Performativity, yet again

This critique, by Omar at OrgTheory, has the dual distinction of being snidely pissy and wrong. First the pissy. Omar suggests that the apparently “busy schedule of a Parisian anthropologist of science” doesn’t accommodate the study of “big” markets, where representational critique is much better than performativity. I also enjoyed the dig that fancy Parisians don’t like pizza, and so understanding markets that bring milk to your breakfast table are also quite outside the pale. Whatever, guy. Particularly because this snark is outside the problems discussed in the rest of the critique, it’s just gratuitous. Talk to one or two of the people you’re thinking about here – do they really seem stupid?

Second, the wrong. Substantively, I’m not a huge fan of performativity myself, but Omar’s problem is not its problem. Look at the historical agora and fairs – both of which encompass ‘big’ markets and put the food on the table – described by Richard Swedberg (in Chapter 6 of Principles of Economic Sociology): the Greek marketplace had physical boundaries, inspectors, stamped currency, and judges. What is all of this infrastructure, if not the dis-entanglement and re-fashioning of social arrangements into a rudimentary ‘market’-ish environment?

If you take Callon et al on its face, there were not economists, nor was there much economic theory. And if that’s the only takeaway from this strand of research (that economists make markets) then yes. I’ve made this critque myself, that there are markets that pre-date economists. But I have also come to be convinced that this is a too shallow reading of the possible research impulses of the social studies of finance group. Economics makes markets today because in today’s markets, they are the actors who theorize and make markets. Current finance is an extreme example of a phenomenon that has much wider applicability. I imagine that NAFTA and immigration laws that conceptualize immigrants as ‘workers’, or ‘citizens’ or some combination; anti-trust policy; environmentalism (carbon credits most recently); Carruthers and Babb wrote about how in S. Africa in the 19th century ‘labor’ had to be theorized and created rather than just discovered.

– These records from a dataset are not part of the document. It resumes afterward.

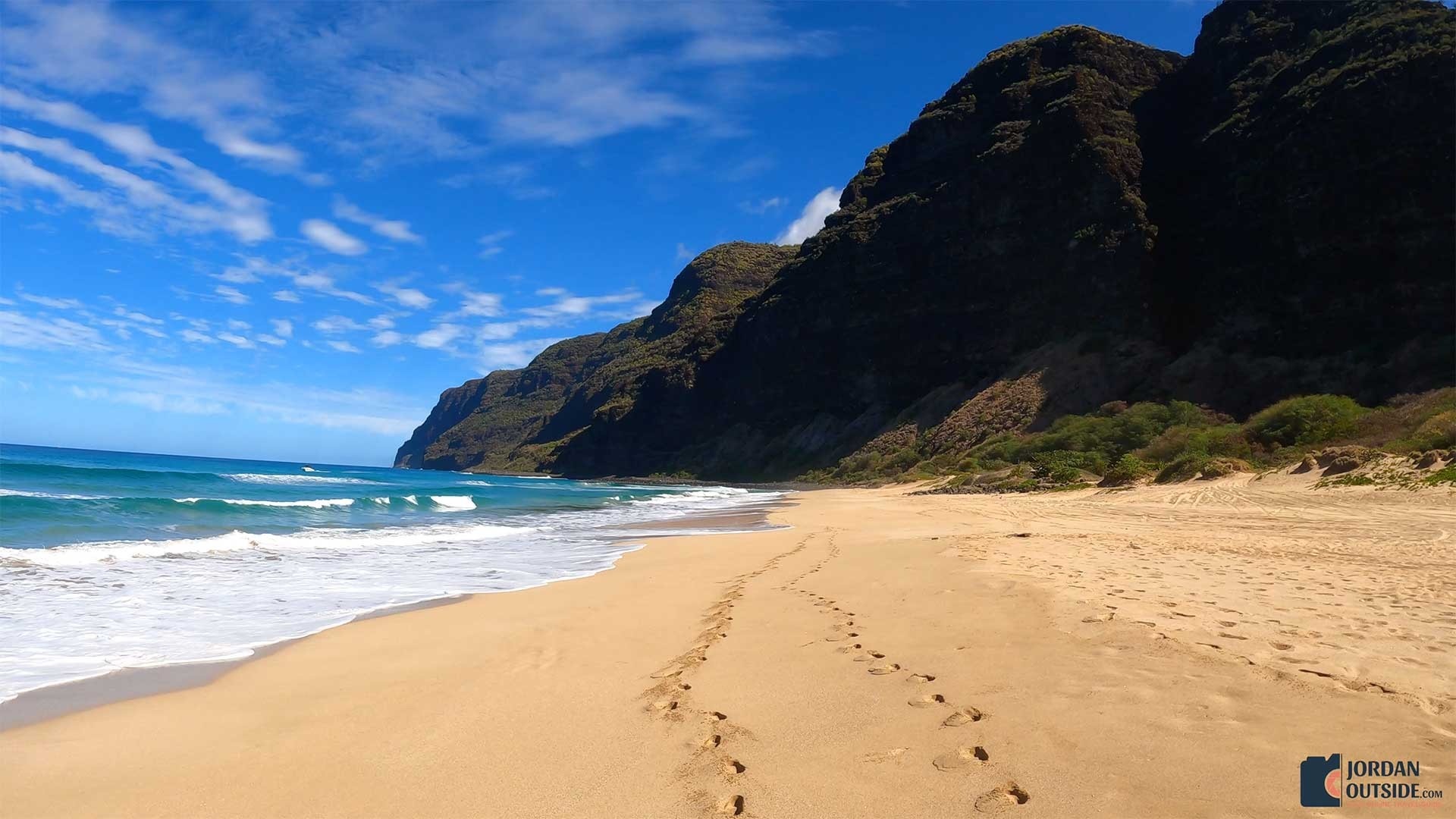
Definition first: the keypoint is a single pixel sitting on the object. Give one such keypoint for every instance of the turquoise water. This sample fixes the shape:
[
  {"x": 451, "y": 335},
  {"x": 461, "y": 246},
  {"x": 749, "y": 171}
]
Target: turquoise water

The list, IMHO, goes on. I’d love to see, e.g., an analysis of the 1940s bracero program and the subsequent ‘operation wetback’ which conceptualized Mexican men as pure labor units, and its success and/or failure in transforming people into these categories.

Once one assumes settledness of the categories and actors, then we can do analyses of upstream/downstream market-making. But even this settledness falls apart, or at least requires continued maintenance.

In short, it’s more complicated than simply differences in choice of empirical object, and while performativity does have problems, the ones Lizardo identifies are not among them. STS would certainly do itself a service by analyzing some of these non-strawberry markets, but I think it wouldn’t kill the insight.